Let’s assume we have
params = torch.cuda.FloatTensor(16384, 256).cuda() table = nn.EmbeddingBag.from_pretrained(params, sparse=True) table.requires_grad_(True) idx = torch.randint(low=0, high=16384,size=(8192, 64), dtype=torch.int64).cuda() ugrad = torch.cuda.FloatTensor(8192, 256) tmp = table(idx) tmp.backward(ugrad)
I assume calling the backward should behave as follows:
- Read the upstream gradient (8192 x 256 x 4 (Bytes) = 8.3 MB read.)
- Write the corresponding gradient value for each element of embedding bag that is looked up. Hence, 8192 x 64 x 256 x 4 (Bytes) = 536 MB write.

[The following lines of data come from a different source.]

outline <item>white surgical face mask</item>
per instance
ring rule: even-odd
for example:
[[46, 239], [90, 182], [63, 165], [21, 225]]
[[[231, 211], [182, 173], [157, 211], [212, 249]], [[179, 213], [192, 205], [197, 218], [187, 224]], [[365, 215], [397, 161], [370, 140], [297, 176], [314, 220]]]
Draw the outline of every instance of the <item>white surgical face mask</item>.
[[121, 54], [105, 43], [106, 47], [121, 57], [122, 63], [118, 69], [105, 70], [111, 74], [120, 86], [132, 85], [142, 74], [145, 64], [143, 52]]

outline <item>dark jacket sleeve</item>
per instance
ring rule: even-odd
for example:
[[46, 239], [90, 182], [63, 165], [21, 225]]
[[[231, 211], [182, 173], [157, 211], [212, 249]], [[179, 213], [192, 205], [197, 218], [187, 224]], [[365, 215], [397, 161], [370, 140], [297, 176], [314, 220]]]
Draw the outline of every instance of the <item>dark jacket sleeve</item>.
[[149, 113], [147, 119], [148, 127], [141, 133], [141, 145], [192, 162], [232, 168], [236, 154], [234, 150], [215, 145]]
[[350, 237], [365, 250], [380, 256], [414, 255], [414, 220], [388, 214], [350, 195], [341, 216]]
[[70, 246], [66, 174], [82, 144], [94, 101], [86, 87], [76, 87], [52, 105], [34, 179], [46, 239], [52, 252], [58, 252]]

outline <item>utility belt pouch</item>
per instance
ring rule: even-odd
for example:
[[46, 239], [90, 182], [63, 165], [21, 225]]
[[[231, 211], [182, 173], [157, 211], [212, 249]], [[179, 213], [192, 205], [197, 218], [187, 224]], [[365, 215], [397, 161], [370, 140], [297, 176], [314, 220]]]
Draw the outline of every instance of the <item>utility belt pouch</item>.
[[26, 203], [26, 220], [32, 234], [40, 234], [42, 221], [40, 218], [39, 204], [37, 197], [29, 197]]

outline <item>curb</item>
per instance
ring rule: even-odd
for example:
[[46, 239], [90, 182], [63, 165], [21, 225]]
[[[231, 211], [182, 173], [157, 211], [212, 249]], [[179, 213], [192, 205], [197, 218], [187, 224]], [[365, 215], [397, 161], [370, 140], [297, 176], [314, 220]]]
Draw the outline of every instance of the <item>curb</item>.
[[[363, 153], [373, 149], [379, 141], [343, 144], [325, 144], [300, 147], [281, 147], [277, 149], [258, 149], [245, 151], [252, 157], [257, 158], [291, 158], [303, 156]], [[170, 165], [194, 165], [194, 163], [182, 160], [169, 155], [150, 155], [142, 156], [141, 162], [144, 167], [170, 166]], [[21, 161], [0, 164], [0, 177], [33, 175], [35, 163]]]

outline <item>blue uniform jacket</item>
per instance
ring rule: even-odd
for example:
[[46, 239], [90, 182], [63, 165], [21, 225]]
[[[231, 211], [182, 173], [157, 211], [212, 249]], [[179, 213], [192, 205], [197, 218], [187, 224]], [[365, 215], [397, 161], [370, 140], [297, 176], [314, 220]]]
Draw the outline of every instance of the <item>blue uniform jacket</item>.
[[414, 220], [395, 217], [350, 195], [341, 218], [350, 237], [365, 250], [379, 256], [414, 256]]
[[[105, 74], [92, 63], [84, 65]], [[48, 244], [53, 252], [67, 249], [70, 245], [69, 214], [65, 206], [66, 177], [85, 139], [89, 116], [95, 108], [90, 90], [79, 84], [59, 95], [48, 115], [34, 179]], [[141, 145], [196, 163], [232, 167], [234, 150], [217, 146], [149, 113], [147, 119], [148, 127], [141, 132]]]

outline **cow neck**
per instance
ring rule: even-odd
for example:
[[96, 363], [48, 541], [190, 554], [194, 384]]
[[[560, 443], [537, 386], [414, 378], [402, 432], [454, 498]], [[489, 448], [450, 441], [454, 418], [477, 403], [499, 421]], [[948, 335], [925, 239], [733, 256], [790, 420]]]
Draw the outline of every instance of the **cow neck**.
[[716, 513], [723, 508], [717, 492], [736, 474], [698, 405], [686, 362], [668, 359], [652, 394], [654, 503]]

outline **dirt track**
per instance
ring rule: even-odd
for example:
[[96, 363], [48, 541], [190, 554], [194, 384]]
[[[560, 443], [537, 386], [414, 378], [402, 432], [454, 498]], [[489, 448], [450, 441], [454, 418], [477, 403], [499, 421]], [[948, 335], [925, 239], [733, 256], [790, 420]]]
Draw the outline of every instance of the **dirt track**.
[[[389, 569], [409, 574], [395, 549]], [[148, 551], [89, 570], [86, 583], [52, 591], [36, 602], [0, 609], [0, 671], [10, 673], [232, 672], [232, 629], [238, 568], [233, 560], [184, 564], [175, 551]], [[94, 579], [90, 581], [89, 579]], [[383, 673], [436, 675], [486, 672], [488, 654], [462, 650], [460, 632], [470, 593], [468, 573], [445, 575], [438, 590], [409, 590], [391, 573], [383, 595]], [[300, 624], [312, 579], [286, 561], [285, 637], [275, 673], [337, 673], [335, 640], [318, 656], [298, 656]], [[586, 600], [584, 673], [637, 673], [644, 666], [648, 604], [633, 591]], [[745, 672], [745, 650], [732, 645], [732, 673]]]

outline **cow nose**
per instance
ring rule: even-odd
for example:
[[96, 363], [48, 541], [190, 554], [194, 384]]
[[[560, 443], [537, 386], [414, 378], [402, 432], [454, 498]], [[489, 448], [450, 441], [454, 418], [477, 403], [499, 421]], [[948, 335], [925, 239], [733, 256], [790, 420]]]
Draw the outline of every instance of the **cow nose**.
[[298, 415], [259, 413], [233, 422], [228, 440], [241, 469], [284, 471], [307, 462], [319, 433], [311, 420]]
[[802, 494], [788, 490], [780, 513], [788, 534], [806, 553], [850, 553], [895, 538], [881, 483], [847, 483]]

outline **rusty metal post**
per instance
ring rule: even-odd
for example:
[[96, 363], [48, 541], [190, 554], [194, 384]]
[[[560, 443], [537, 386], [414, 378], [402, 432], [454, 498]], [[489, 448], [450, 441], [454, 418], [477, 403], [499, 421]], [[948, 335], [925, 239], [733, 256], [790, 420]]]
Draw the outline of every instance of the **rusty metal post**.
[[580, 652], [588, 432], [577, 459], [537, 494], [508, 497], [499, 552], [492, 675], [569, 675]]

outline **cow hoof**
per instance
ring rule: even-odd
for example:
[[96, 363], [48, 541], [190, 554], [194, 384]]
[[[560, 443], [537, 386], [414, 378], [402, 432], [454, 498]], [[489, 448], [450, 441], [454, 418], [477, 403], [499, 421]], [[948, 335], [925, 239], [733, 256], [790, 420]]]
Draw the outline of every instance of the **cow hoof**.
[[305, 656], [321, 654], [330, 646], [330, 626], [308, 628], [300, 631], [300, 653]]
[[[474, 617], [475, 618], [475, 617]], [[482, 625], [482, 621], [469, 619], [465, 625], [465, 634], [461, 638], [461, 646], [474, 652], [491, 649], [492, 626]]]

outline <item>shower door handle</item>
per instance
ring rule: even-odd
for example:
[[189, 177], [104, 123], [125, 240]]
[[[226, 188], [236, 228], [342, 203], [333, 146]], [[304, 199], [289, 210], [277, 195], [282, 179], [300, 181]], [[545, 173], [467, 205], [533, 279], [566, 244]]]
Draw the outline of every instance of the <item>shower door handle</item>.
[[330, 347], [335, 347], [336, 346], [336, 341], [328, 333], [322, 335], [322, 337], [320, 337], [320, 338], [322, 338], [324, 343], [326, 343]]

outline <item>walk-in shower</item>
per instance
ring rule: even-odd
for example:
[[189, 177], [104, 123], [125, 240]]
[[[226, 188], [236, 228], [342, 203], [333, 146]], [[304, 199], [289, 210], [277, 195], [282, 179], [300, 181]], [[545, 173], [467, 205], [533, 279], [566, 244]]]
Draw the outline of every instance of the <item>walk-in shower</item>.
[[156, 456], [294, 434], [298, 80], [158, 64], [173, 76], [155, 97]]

However, looking at the behavior of the function in Nsight suggests that my understanding is not accurate. In the profiler running the backward launches 2 major kernels:
indexSelectLargeIndexthat reads 12 MB and writes 516 MB - similar to what I expect.
unrolled_elementwise_kernelthat reads 539 MB and writes 539 MB - I’m confused what this kernel does.
I would appreciate it if someone could shed some light on how backward on
embedding_bag operates and where these numbers come from.